2009/09/14

すざく衛星によるWHIM検出を目指したShapley superclusterの観測

copy from http://www.asj.or.jp/nenkai/2009b/html/T13a

○三石郁之、山崎典子、竹井洋 (ISAS/JAXA)、大橋隆哉(首都大学東京)、佐藤浩介(金沢大学)、Massimiliano Galeazzi、Anjali Gupta(University of Miami)

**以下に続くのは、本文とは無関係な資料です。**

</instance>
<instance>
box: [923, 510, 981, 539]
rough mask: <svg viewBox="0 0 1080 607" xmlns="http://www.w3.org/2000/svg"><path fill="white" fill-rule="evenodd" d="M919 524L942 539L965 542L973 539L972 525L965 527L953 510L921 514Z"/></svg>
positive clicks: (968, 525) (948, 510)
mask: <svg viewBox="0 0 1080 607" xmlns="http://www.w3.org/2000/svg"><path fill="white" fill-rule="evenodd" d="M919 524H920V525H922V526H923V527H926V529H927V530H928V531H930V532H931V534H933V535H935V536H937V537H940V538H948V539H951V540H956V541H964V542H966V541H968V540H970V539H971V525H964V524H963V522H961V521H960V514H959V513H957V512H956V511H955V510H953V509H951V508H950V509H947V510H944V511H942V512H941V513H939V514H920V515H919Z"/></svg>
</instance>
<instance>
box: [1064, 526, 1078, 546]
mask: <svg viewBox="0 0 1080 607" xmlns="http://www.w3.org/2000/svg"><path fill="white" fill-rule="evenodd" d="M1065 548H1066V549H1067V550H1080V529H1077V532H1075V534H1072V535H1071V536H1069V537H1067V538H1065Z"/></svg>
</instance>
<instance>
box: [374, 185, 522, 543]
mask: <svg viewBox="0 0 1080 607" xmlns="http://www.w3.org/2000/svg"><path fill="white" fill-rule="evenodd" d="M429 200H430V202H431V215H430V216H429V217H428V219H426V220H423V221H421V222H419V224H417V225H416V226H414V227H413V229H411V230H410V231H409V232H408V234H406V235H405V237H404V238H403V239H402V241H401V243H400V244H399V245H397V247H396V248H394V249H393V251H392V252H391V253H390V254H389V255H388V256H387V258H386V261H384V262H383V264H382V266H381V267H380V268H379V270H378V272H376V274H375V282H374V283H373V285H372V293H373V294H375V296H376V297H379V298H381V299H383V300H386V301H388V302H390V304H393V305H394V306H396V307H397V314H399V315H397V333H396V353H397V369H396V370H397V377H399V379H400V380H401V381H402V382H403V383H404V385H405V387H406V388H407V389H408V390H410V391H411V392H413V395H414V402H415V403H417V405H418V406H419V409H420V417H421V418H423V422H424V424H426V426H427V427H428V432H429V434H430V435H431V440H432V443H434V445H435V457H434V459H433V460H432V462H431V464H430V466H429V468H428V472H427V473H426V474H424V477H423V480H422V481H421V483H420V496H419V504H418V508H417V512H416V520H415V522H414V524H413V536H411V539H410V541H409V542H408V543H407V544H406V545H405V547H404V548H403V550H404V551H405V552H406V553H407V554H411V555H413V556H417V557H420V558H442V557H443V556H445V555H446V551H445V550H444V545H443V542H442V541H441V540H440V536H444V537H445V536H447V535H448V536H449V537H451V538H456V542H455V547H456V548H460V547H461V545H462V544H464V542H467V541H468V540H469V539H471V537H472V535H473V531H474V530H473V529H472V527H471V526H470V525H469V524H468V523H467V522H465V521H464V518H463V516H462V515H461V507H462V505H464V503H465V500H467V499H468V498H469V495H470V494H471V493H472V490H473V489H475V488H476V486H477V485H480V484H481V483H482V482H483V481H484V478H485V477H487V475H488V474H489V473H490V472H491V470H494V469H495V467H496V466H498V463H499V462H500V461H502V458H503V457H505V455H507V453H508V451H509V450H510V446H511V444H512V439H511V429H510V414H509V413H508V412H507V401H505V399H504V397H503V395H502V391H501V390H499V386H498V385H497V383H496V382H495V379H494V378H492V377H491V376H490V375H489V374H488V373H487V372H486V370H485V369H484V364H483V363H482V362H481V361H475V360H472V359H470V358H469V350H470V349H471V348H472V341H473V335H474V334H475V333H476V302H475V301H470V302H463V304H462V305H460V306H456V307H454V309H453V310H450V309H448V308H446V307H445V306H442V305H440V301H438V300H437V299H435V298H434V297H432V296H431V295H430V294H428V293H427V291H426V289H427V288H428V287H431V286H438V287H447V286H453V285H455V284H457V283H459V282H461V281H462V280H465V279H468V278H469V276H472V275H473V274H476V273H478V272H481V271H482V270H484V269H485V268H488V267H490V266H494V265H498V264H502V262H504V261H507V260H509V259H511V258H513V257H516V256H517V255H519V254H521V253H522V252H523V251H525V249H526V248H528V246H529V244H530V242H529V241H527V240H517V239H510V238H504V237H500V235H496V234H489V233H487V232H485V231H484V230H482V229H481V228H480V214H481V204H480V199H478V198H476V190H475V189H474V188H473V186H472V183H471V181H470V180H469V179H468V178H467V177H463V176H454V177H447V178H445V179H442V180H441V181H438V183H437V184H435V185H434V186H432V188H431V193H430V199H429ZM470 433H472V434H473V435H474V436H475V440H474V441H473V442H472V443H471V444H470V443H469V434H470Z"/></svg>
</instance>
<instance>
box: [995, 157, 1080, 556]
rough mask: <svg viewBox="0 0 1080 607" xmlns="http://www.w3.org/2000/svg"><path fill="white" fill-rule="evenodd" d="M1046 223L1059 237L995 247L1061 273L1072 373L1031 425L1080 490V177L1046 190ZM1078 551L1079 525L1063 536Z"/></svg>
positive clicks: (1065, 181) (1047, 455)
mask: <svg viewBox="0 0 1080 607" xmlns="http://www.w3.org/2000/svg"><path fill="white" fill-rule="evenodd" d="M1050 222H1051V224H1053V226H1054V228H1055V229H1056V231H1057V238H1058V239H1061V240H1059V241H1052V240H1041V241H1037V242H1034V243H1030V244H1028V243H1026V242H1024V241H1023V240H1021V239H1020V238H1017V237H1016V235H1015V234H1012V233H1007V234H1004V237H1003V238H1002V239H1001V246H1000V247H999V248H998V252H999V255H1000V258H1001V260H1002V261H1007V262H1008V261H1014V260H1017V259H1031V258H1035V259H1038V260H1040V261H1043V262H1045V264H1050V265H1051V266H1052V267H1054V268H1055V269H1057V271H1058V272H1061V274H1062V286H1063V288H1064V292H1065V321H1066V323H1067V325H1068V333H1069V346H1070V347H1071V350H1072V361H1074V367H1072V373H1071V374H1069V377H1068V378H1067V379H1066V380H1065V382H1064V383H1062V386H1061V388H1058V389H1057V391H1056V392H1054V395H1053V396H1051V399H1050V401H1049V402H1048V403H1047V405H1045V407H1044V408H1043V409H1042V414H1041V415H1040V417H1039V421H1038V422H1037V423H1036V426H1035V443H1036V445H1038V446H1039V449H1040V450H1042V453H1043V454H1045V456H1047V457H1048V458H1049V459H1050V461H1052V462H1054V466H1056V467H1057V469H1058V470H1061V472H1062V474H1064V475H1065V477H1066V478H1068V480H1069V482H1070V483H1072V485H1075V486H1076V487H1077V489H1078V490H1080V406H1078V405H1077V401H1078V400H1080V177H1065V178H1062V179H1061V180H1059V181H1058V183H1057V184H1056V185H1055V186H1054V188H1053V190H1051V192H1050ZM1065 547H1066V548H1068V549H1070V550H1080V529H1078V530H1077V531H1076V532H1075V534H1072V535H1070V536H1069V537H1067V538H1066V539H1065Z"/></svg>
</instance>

バリオンの多くは大規模構造に付随し、現在では銀河団同士をつなぐフィラメント上に100万度以上の 高温プラズマ(WHIM: Warm-Hot Intergalactic Medium)として存在していることが予想されている (Cen $\&$ Ostriker, ApJ, 1999)。 しかしながらこれらのプラズマは未だ発見されておらず、ダークバリオンと呼ばれる。 これらは酸素輝線を多く放射していると考えられているため、 我々は全天でも大規模銀河団が最も多く集中するShapley supercluster (z$\sim$0.048)に着目し、 その中に広がると考えられるWHIMからの赤方偏移したO VII, O VIII輝線の直接的検出を目指した。 特にA 3556とA 3558間のフィラメント領域は、ROSAT衛星の観測から周囲の バックグランド領域より0.5-2 keVにて20 $\%$程度の超過成分の存在が確認されているため、 我々はこの領域に対しすざくによる観測を行った。 この領域は両銀河団からビリアル半径の0.9倍程度離れているため、 銀河団由来の放射は少なく、 もし放射が確認されればWHIMからの放射と考えられる。 フィラメント領域と併せ、赤経が1-4度程度離れた二ヶ所のオフセット観測を行い、 銀河系由来の放射の評価も行う。

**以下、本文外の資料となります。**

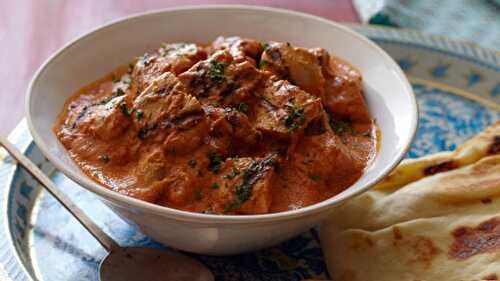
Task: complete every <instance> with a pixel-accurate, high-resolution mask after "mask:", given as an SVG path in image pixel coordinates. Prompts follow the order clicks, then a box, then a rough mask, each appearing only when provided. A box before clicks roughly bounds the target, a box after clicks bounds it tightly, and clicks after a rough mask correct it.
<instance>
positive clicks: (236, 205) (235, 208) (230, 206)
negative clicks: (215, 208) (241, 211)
mask: <svg viewBox="0 0 500 281" xmlns="http://www.w3.org/2000/svg"><path fill="white" fill-rule="evenodd" d="M240 207H241V203H240V202H238V201H233V202H226V203H224V212H225V213H227V212H230V211H232V210H236V209H239V208H240Z"/></svg>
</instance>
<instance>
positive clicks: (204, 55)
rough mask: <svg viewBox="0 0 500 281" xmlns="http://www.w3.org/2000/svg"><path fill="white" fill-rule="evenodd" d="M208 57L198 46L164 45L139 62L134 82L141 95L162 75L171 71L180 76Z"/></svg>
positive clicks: (136, 71) (134, 69) (144, 56)
mask: <svg viewBox="0 0 500 281" xmlns="http://www.w3.org/2000/svg"><path fill="white" fill-rule="evenodd" d="M206 56H207V55H206V52H205V51H204V49H203V48H201V47H199V46H197V45H196V44H186V43H174V44H163V45H162V47H161V48H160V49H159V50H158V51H157V52H155V53H153V54H147V53H146V54H145V55H144V56H142V57H141V58H139V59H138V60H137V62H136V63H135V65H134V68H133V72H132V80H133V81H134V82H135V83H136V84H137V88H138V91H139V93H140V92H142V91H143V90H144V89H145V88H146V87H148V86H149V84H150V83H151V82H152V81H154V80H155V79H157V78H158V76H160V75H161V74H163V73H165V72H167V71H169V72H172V73H173V74H175V75H179V74H180V73H182V72H184V71H186V70H188V69H189V68H190V67H191V66H193V65H194V64H195V63H196V62H198V61H200V60H203V59H205V58H206Z"/></svg>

フィラメント上、オフセット領域の全てで、O VII, O VIII輝線が検出されたが、 そのエネルギーに赤方偏移成分は見られなかった。 得られたフィラメント領域のO VII, O VIIIの放射強度は各々 $\sim$14, $\sim$4 photons s$^{-1}$ cm$^{-2}$ str$^{-1}$であり、 0.5-2 keVにおける超過成分が我々の銀河に由来する放射であることを 初めて突き止めることに成功した。 また、WHIM由来の放射強度およびそのプラズマ密度の上限についても議論する。